Yes, Alabama does have a state insect. Like to venture a guess, say a june bug, lightning bug or lady bug? All good guesses, but not correct. It’s the beautiful monarch butterfly. Now I don’t quite understand this, but we also have a state butterfly and mascot, the Eastern Tiger Swallowtail. Those were all were adopted by the State Legislature in 1989.
I remember that the state bird is the yellowhammer, or flicker. During the Civil War, Alabama troops were referred to as “Yellowhammers.” I once read that when the Confederate veterans organized, they wore a yellow feather in their caps and lapels during reunions.
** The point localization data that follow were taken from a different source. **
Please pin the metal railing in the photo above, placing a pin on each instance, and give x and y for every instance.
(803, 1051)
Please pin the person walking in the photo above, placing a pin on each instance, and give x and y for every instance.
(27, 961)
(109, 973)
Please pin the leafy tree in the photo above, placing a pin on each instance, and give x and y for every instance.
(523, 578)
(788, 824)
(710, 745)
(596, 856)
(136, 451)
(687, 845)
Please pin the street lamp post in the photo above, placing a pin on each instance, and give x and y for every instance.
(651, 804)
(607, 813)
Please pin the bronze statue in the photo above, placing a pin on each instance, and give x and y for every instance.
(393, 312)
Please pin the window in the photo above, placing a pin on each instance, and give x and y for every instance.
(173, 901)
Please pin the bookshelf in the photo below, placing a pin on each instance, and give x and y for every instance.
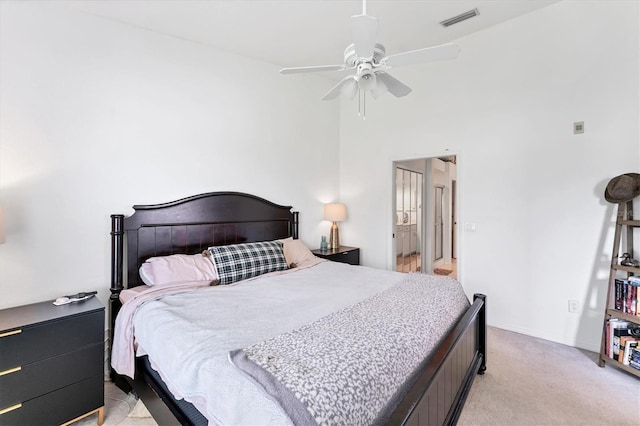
(622, 317)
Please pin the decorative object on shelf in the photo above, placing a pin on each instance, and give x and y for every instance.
(627, 260)
(323, 244)
(621, 325)
(2, 238)
(335, 213)
(623, 188)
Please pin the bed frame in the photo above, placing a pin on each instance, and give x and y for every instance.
(193, 224)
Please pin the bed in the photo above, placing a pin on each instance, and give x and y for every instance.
(433, 394)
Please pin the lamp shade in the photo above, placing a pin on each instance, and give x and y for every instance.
(335, 212)
(2, 240)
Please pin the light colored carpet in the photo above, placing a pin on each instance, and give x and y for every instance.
(532, 381)
(120, 409)
(528, 381)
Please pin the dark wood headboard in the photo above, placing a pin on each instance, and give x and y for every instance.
(191, 225)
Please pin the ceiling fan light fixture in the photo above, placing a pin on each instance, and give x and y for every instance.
(380, 89)
(459, 18)
(367, 80)
(350, 89)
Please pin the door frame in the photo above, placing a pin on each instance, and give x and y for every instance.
(427, 213)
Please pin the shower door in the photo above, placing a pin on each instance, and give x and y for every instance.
(408, 220)
(438, 231)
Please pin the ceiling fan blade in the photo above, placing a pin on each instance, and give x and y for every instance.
(346, 85)
(393, 85)
(420, 56)
(298, 70)
(364, 29)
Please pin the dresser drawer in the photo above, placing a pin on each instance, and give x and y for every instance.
(59, 406)
(39, 342)
(42, 377)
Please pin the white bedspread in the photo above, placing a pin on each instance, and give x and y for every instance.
(203, 325)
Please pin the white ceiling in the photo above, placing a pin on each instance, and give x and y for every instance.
(305, 32)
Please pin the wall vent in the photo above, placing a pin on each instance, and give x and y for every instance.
(462, 17)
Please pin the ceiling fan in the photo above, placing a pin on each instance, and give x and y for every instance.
(370, 62)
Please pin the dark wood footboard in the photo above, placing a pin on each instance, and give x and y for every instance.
(442, 386)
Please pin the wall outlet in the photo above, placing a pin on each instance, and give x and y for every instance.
(574, 307)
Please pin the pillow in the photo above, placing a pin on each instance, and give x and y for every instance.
(296, 252)
(237, 262)
(164, 270)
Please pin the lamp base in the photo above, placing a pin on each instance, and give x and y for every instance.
(334, 236)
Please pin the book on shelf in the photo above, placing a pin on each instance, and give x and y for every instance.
(626, 295)
(616, 329)
(630, 298)
(619, 288)
(629, 345)
(634, 359)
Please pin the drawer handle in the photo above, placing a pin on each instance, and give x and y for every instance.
(8, 409)
(9, 371)
(10, 333)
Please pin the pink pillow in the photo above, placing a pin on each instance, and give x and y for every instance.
(176, 268)
(296, 252)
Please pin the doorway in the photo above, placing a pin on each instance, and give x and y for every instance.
(408, 220)
(425, 193)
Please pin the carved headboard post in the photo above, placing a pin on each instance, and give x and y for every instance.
(117, 244)
(294, 232)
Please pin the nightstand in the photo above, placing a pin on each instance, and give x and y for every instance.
(51, 363)
(343, 254)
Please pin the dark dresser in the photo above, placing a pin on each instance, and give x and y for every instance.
(51, 363)
(343, 254)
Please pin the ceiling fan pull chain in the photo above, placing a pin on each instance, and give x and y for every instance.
(364, 105)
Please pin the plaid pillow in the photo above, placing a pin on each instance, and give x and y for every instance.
(238, 262)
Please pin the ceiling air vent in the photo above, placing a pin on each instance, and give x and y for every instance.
(462, 17)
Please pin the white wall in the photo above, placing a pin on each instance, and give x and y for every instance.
(505, 107)
(96, 116)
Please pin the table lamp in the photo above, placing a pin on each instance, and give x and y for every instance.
(335, 213)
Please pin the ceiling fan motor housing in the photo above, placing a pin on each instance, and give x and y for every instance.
(351, 58)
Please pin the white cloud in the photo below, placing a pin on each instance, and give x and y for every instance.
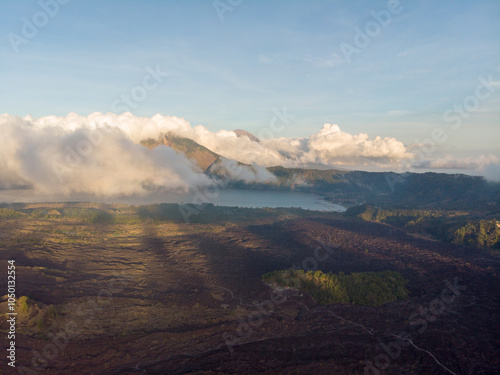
(77, 155)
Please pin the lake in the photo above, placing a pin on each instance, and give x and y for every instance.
(219, 197)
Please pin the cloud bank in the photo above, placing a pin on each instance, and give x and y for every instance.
(77, 155)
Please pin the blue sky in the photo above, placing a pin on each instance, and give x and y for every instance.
(231, 73)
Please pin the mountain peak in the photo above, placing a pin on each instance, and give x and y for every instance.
(242, 133)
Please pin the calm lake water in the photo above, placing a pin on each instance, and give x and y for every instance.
(218, 197)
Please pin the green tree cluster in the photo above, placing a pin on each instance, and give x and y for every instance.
(362, 288)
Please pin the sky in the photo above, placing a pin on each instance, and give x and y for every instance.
(424, 72)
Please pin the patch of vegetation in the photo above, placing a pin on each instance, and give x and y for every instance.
(363, 288)
(448, 226)
(482, 233)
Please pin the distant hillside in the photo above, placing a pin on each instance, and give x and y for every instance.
(385, 189)
(192, 150)
(243, 133)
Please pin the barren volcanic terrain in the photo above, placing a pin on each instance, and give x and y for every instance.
(130, 294)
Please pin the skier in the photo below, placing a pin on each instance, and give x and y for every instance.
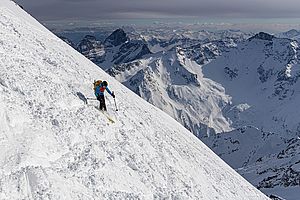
(99, 88)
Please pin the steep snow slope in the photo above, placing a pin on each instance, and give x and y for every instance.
(55, 147)
(175, 84)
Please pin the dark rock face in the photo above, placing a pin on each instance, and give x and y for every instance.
(262, 36)
(69, 42)
(87, 43)
(117, 38)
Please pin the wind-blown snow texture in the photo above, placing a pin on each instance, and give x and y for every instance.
(55, 147)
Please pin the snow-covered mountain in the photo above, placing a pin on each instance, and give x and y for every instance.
(291, 34)
(117, 48)
(55, 147)
(249, 90)
(175, 84)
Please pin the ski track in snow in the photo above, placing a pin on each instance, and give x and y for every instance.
(55, 147)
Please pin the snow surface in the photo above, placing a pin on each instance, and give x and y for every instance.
(55, 147)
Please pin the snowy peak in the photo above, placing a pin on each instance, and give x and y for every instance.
(117, 38)
(262, 36)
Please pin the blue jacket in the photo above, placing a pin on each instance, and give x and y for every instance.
(100, 89)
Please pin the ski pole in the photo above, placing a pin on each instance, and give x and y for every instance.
(116, 104)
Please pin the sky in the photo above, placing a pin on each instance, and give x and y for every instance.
(269, 11)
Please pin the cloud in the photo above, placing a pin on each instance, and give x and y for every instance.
(113, 9)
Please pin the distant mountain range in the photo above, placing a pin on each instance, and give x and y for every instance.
(237, 92)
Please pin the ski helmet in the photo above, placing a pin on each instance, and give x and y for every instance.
(105, 83)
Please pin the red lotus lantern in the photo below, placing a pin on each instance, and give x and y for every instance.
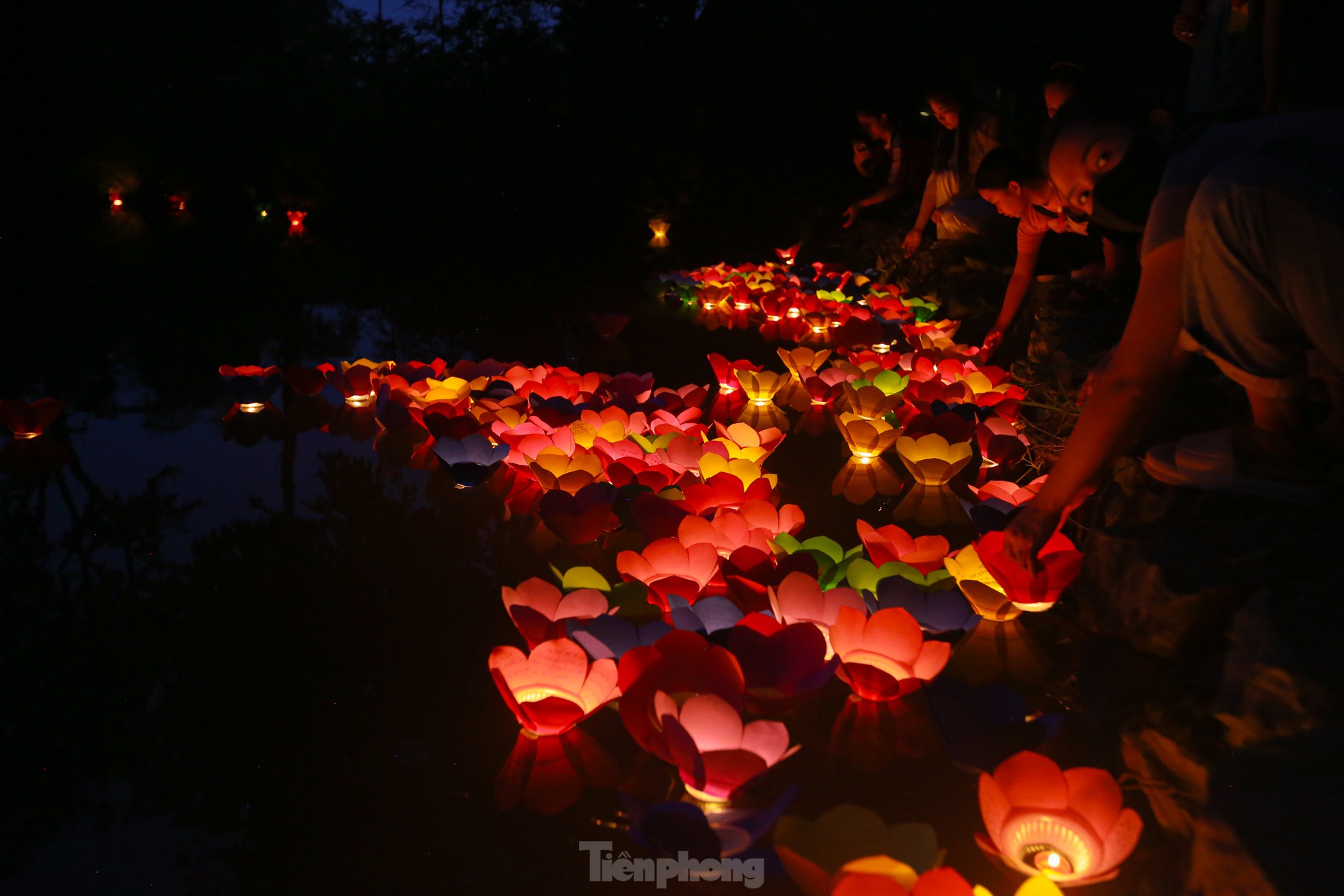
(555, 687)
(1070, 826)
(539, 609)
(714, 750)
(885, 657)
(1061, 562)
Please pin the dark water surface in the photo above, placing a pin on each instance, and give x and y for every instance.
(252, 657)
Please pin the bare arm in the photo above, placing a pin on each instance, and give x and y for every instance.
(1146, 362)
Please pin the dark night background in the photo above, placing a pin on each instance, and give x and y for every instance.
(280, 701)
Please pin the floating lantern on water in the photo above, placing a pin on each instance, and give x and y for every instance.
(761, 386)
(660, 233)
(553, 688)
(932, 460)
(670, 567)
(715, 752)
(30, 420)
(680, 664)
(541, 612)
(868, 438)
(885, 657)
(891, 543)
(815, 851)
(1061, 562)
(1070, 826)
(470, 460)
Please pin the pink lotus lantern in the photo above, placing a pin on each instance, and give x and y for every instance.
(1061, 563)
(670, 567)
(555, 687)
(891, 543)
(715, 752)
(725, 371)
(682, 664)
(885, 656)
(539, 609)
(1070, 826)
(29, 421)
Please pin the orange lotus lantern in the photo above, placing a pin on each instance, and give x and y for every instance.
(885, 656)
(715, 752)
(670, 569)
(1070, 826)
(868, 438)
(891, 543)
(555, 687)
(539, 609)
(761, 386)
(554, 469)
(932, 460)
(984, 593)
(869, 401)
(30, 420)
(800, 357)
(1060, 559)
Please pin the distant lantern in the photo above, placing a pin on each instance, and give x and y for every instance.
(660, 233)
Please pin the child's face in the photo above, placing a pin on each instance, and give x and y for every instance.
(1008, 202)
(947, 115)
(1057, 96)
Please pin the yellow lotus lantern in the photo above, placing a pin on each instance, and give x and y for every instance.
(932, 460)
(554, 469)
(869, 401)
(451, 390)
(980, 587)
(761, 386)
(660, 233)
(868, 438)
(801, 356)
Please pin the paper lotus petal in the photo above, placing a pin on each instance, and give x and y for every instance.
(680, 662)
(885, 656)
(869, 401)
(670, 567)
(783, 665)
(581, 517)
(610, 637)
(761, 386)
(868, 438)
(932, 460)
(893, 543)
(1032, 593)
(555, 687)
(814, 851)
(554, 469)
(715, 752)
(30, 420)
(797, 359)
(1069, 825)
(541, 612)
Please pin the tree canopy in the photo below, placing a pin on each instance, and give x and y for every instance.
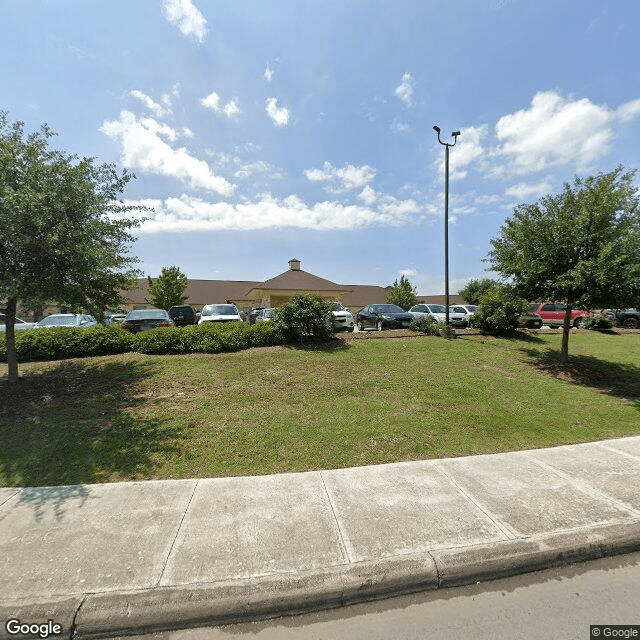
(64, 235)
(580, 246)
(168, 289)
(403, 293)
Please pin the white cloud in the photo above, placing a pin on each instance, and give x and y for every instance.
(143, 149)
(404, 90)
(344, 179)
(184, 15)
(212, 101)
(187, 213)
(279, 115)
(524, 191)
(158, 110)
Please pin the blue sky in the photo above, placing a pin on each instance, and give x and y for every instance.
(261, 131)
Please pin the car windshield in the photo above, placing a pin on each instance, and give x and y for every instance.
(220, 310)
(67, 321)
(147, 314)
(387, 308)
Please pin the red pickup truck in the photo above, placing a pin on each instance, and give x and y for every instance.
(552, 313)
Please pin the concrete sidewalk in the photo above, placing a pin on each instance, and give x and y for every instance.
(103, 560)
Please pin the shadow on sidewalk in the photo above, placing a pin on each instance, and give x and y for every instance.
(72, 424)
(613, 378)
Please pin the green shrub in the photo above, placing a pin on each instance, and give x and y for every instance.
(597, 323)
(425, 324)
(68, 342)
(498, 312)
(305, 319)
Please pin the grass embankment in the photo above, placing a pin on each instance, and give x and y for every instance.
(282, 409)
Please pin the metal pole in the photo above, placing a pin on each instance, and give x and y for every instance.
(446, 232)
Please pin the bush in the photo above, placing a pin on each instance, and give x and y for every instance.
(67, 342)
(425, 324)
(498, 312)
(597, 323)
(305, 319)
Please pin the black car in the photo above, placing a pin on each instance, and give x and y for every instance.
(183, 314)
(383, 316)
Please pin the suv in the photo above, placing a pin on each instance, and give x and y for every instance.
(552, 313)
(183, 315)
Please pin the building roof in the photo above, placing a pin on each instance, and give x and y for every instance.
(297, 279)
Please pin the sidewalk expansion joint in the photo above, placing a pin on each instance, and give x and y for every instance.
(343, 544)
(583, 486)
(173, 543)
(72, 630)
(503, 527)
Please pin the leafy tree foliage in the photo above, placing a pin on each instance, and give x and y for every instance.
(64, 235)
(403, 294)
(305, 319)
(475, 289)
(168, 289)
(580, 246)
(499, 311)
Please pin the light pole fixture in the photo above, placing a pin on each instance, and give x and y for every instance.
(446, 145)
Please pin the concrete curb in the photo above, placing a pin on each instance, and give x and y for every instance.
(104, 615)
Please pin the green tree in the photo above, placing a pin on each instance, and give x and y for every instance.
(403, 294)
(168, 289)
(580, 246)
(64, 236)
(475, 289)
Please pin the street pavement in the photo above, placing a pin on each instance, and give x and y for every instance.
(124, 558)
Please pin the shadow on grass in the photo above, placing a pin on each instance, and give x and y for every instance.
(613, 378)
(71, 425)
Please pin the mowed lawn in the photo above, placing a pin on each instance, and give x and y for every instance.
(271, 410)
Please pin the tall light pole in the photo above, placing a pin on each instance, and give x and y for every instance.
(446, 145)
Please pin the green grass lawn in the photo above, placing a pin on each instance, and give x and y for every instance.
(280, 409)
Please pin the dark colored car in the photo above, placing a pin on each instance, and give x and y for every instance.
(183, 315)
(144, 319)
(383, 316)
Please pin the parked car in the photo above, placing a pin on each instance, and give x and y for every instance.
(183, 315)
(18, 326)
(627, 318)
(219, 313)
(342, 317)
(145, 319)
(552, 313)
(116, 318)
(80, 320)
(265, 315)
(383, 316)
(439, 313)
(467, 309)
(530, 321)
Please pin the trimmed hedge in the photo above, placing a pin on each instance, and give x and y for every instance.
(58, 344)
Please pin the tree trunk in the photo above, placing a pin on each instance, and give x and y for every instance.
(566, 328)
(12, 358)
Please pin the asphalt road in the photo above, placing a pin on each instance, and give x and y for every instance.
(555, 604)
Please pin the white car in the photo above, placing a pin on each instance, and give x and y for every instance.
(343, 318)
(439, 313)
(219, 313)
(467, 309)
(18, 326)
(80, 320)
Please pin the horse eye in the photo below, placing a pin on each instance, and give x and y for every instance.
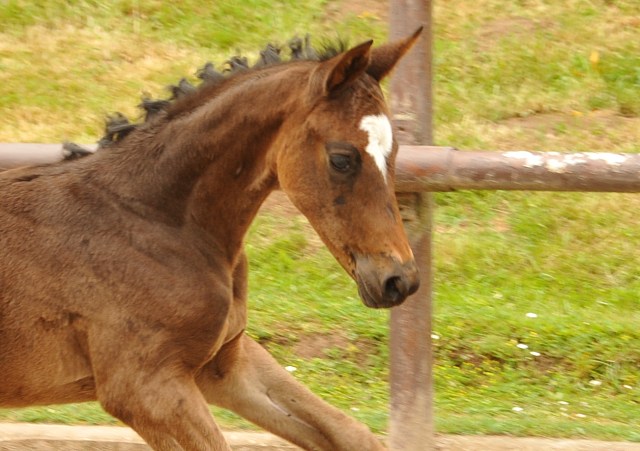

Here are some more facts: The wild turkey is the Alabama state game bird, which I’m sure is no surprise to hunters. The state saltwater fish is the tarpon; the state freshwater fish is the largemouth bass.
The state fossil is the Basilosaurus (or Zeuglodon), a primitive, extinct whale about 65 ft long. It lived in the extension of the Gulf of Mexico, which covered southern Alabama about 45 million years ago.
The state flower is the camellia, the only state symbol not native to the state. Incidentally, Alabama’s state flower once was the goldenrod. The decision to change it occurred because it was believed that it caused allergic reactions. It has since been learned that ragweed was the culprit.
The state wildflower is the oak-leaf hydrangea; the state tree is the Southern longleaf pine; the state amphibian is the Red Hills salamander, adopted in the year 2000. The state reptile is the red-bellied turtle.
The state nut is the pecan.
Now, here’s something else I didn’t know. The state rock is marble. We have a state gemstone, too. It’s the star blue quartz.
It didn’t me surprise to find that the state mineral is red iron ore. Maybe it’s because I was raised near Birmingham and was familiar with Red Mountain.
These symbols were unknown to me: the state folk dance and the state quilt. The state dance is the square dance and the state quilt (how delightful) is the pine burr quilt.
The official state flag of Alabama is a red cross on a white background, called the “Crimson Cross of St. Andrew’s.” It was adopted in 1895, and was patterned from the Confederate battle flag.